The science of using heat for injuries and recovery
Many of the body’s reactions to hot water are the inverse of its response to cold water. As demonstrated in a 2005 study by Kimberly Fiscus and coworkers, blood flow to the lower legs increases when immersed in warm water. The vessels that deliver blood and retrieve waste products dilate, resulting in the increased flow.
However, other work (albeit using heat packs, not water immersion) appears to show that heating and increased blood flow only penetrate about 1-2 centimeters into the body. From a survival perspective, this is a good thing; the body’s ability to maintain a constant temperature allows us to survive in very cold and very warm temperatures. However, when it comes to modifying blood flow to a muscle, heating leaves a bit to be desired.

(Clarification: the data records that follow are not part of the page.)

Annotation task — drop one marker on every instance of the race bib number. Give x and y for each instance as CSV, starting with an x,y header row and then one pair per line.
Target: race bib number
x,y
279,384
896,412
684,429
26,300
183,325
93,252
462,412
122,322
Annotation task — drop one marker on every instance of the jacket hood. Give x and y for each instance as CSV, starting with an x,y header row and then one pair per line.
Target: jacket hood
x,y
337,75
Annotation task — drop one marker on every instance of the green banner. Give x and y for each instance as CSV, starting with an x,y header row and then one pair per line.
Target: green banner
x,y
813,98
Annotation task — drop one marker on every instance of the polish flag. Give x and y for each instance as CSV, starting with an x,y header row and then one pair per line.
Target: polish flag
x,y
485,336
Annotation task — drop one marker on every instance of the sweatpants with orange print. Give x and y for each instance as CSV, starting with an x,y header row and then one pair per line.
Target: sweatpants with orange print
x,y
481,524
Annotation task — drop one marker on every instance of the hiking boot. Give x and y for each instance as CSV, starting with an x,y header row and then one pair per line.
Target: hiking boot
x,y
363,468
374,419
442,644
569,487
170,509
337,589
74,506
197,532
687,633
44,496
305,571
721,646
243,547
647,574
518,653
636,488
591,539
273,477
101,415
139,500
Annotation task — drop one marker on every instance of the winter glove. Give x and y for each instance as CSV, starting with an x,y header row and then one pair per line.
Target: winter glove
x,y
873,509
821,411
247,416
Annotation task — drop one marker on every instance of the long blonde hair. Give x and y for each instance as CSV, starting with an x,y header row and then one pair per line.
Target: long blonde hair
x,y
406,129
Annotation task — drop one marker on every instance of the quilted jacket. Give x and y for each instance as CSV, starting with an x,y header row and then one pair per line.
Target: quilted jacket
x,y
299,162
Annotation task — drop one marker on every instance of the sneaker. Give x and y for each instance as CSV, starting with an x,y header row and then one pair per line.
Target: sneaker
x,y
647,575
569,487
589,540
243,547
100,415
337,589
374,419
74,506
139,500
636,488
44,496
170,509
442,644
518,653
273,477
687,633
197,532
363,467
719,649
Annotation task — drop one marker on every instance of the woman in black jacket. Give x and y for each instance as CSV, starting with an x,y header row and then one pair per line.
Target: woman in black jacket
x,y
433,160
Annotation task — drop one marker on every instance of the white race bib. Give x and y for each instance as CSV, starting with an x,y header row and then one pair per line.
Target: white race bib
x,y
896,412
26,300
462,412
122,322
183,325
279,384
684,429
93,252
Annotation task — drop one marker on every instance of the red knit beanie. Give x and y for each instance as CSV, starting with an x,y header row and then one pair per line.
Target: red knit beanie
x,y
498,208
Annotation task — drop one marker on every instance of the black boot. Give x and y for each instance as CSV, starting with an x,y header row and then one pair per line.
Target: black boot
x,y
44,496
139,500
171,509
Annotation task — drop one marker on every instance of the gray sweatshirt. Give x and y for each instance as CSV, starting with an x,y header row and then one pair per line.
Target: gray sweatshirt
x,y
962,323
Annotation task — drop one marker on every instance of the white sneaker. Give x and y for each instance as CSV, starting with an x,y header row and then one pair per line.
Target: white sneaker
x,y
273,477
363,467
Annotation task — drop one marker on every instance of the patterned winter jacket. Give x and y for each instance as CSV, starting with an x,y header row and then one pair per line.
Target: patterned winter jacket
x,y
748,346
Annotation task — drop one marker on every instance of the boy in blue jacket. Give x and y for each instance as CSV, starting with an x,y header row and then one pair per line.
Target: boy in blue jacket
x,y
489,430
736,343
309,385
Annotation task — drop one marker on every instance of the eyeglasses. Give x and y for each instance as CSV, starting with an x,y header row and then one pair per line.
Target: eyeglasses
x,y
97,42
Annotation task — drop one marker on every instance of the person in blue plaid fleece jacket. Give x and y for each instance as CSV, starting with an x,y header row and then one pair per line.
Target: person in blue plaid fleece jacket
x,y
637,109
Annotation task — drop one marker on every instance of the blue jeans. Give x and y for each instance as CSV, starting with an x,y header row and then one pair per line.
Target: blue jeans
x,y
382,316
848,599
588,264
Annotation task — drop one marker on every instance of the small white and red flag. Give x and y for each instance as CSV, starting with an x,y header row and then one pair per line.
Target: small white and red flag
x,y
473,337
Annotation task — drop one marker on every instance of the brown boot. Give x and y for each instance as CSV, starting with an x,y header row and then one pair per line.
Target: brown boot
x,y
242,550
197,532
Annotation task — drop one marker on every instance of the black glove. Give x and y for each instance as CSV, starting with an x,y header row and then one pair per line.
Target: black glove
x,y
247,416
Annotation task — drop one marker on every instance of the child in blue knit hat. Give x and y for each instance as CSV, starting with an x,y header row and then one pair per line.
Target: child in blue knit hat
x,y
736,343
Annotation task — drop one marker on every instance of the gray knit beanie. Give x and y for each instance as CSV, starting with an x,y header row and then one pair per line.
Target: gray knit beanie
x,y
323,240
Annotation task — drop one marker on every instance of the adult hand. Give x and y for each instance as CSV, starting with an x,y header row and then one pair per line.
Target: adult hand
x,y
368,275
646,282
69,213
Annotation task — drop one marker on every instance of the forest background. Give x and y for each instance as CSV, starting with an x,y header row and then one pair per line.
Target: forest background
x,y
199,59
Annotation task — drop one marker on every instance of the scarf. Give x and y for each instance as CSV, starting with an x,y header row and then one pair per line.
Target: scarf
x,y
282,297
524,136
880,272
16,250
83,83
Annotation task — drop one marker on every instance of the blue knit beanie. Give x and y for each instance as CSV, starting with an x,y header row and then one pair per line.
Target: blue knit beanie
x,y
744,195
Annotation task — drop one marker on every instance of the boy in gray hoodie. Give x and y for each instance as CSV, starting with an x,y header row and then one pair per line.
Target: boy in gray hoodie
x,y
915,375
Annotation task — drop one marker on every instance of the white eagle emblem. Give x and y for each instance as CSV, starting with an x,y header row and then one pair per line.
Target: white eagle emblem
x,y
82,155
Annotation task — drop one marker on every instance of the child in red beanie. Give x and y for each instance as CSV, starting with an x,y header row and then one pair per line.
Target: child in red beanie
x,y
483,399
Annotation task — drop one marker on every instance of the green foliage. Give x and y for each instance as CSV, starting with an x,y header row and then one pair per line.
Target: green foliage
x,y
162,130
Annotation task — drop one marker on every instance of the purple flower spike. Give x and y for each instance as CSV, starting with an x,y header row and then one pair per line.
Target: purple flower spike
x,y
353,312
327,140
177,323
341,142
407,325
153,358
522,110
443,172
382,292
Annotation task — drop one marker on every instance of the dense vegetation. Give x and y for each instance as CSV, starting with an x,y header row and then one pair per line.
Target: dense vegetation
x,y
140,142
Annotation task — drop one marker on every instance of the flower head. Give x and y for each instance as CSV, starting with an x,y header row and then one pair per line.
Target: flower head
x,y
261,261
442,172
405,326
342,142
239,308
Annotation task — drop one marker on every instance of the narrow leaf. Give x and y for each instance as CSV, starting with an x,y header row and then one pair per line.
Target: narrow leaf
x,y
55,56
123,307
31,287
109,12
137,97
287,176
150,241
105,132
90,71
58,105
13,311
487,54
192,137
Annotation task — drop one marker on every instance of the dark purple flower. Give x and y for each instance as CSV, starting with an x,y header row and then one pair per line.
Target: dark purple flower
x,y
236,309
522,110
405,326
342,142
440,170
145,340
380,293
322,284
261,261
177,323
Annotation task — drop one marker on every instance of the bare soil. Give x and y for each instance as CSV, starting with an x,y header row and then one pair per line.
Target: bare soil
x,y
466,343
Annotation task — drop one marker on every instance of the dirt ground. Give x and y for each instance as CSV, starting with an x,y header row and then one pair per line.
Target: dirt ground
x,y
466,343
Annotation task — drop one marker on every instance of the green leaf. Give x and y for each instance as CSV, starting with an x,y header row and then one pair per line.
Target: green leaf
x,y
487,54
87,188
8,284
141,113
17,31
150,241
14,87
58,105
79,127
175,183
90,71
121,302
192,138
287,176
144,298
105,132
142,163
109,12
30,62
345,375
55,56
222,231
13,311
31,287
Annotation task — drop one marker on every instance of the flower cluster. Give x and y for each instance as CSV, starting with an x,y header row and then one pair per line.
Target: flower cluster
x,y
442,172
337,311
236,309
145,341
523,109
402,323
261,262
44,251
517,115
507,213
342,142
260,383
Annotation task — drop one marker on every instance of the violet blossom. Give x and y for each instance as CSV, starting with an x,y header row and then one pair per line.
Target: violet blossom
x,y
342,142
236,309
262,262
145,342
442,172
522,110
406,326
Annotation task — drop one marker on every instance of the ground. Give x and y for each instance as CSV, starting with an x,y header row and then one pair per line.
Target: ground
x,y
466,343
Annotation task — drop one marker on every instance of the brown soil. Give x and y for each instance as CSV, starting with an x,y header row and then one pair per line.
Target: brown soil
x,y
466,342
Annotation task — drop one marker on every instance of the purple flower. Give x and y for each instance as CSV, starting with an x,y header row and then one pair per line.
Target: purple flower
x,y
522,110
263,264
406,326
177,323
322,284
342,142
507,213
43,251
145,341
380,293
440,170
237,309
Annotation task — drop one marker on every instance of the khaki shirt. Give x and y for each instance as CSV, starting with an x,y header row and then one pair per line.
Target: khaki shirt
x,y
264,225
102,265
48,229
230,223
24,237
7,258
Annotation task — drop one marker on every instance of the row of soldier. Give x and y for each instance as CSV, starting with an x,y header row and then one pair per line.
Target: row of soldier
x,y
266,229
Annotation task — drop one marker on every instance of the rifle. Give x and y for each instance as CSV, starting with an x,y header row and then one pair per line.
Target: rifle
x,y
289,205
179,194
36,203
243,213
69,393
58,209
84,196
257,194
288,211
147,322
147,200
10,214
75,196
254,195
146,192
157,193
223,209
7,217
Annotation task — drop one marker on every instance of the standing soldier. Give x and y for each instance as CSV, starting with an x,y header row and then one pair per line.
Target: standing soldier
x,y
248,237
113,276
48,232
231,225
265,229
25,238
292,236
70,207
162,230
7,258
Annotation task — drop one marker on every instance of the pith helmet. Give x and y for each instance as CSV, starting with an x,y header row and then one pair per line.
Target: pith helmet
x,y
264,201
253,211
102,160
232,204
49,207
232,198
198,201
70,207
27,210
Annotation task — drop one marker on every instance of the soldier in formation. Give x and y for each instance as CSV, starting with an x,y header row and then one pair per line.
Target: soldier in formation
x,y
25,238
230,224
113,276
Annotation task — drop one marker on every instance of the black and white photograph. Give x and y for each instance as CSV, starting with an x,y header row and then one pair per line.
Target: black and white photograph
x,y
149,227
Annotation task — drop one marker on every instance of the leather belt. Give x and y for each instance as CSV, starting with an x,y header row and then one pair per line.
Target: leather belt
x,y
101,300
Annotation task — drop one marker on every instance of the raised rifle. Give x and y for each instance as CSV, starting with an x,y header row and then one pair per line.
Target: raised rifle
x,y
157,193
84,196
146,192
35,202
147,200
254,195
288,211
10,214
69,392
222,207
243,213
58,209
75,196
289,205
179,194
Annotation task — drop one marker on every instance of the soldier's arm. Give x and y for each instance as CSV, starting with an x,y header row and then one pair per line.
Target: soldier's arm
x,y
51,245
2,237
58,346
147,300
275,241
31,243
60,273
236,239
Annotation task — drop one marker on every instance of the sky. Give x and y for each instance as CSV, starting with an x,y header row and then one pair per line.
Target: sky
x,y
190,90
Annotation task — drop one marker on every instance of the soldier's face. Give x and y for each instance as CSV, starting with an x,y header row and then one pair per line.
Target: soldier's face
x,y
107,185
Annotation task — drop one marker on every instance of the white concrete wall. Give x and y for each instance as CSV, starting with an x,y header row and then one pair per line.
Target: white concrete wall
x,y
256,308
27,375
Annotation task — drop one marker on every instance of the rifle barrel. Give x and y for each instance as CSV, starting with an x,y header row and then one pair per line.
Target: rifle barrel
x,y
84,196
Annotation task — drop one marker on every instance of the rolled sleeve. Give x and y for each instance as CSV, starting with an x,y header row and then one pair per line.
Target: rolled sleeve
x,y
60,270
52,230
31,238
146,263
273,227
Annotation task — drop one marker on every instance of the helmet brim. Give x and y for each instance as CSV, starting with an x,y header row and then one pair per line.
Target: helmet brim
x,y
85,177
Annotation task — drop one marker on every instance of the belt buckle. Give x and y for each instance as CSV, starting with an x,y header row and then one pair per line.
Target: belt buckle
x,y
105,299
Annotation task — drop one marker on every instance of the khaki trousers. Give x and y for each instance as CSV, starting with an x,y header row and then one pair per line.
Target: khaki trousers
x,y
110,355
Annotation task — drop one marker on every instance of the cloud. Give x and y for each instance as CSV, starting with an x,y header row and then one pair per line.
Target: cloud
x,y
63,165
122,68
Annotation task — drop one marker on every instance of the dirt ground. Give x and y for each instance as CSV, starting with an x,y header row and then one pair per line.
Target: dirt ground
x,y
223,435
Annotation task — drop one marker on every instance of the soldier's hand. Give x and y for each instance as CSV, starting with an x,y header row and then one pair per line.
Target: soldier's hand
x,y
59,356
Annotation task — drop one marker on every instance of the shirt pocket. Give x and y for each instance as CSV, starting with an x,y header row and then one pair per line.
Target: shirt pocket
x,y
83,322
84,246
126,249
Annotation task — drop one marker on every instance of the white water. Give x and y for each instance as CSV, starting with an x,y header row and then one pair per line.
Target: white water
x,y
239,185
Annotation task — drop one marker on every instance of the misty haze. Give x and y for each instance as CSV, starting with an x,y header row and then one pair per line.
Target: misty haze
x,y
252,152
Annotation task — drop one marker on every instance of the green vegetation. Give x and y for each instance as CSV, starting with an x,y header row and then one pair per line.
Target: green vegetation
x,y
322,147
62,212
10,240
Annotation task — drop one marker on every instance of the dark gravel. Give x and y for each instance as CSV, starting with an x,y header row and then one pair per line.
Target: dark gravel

From some research in Denmark published in the early 1990s, it seems the blood flow to the skin and the tissue immediately beneath it actually comes at the expense of the blood flowing to the deep muscles. Fortunately, the magnitude of this effect is not particularly large, but room-temperature water may actually be better for loosening up muscles than hot water.
Indeed, muscle flexibility does not improve with heat alone, although when combined with stretching, it does seem to help.
When heat should not be used
It’s important to note when heat should not be used too. Heating not only increases blood flow near the skin, but it also increases the flow of lymph fluid, the body’s “general plumbing” system for the interstitial fluid that fills up the empty space in your body. Many of these lymph vessels happen to be close to the surface of the skin, and as such are susceptible to being opened up by external heat.
In one study of 30 brave volunteers with newly-sprained ankles, the ankle swelled by 25% in a group treated with hot water immersion of their foot. Contrast this with only a 3% increase in size in the group treated with cold water immersion.
So, heating any kind of injury, especially an acute one, seems like a bad idea if you aren’t going to cool it down later. It’s also plausible that this same effect can manifest with the micro-trauma to muscles from hard training.
Heating your legs after a hard run might increase soreness the next day because of the increased blood and lymph flow to the area
In all, hot water immersion does not appear to have too many uses for a distance runner.
- It is best used before a workout to heat up an area that’s a bit sore or needs some extra blood flow, but it won’t be very effective if this area is more than an inch or so deep. So heating up your foot will work great if you’ve got a tendon that’s a bit stiff, but it won’t do much for your hamstring or your quads.
- If you do heat up something before a workout, you should make sure you ice it thoroughly afterwards, as you don’t want the blood and lymph flow to the area to go on unchecked.
- Definitely don’t heat up an area with an acute injury like an ankle sprain or a bruise unless you plan on icing it soon after.
New research is coming out on “contrast baths,” which involve alternating hot and cold water immersion multiple times in a single session. The research there is spotty, and it’s a topic for another day, but it may yet give hot water immersion a broader range of applications.
1. Fiscus, K. A.; Kaminski, T. W.; Powers, M. E., Changes in lower leg blood flow during warm-, cold-, and contrast-water therapy. Archives of Physical Medicine and Rehabilitation 2005, 86 (7), 1404-1410.
2. Myrer, J. W.; Measom, G.; Durrant, E.; Fellingham, G. W., Cold- and Hot-pack contrast therapy: subcutaneous and intramuscular temperature change. Journal of Athletic Training 1997, 32 (3), 238-241.
3. Bonde-Petersen, F.; Schultz-Pedersen, L.; Dragsted, J., Peripheral and central blood flow in man during cold, thermoneutral, and hot water immersion. Aviation, Space, and Environmental Medicine 1992, 63 (5), 346-350.
4. Wilcock, I. M.; Cronin, J. B.; Hing, W. A., Physiological response to water immersion-A method for sport recovery. Sports Medicine 2006, 36 (9), 747-765.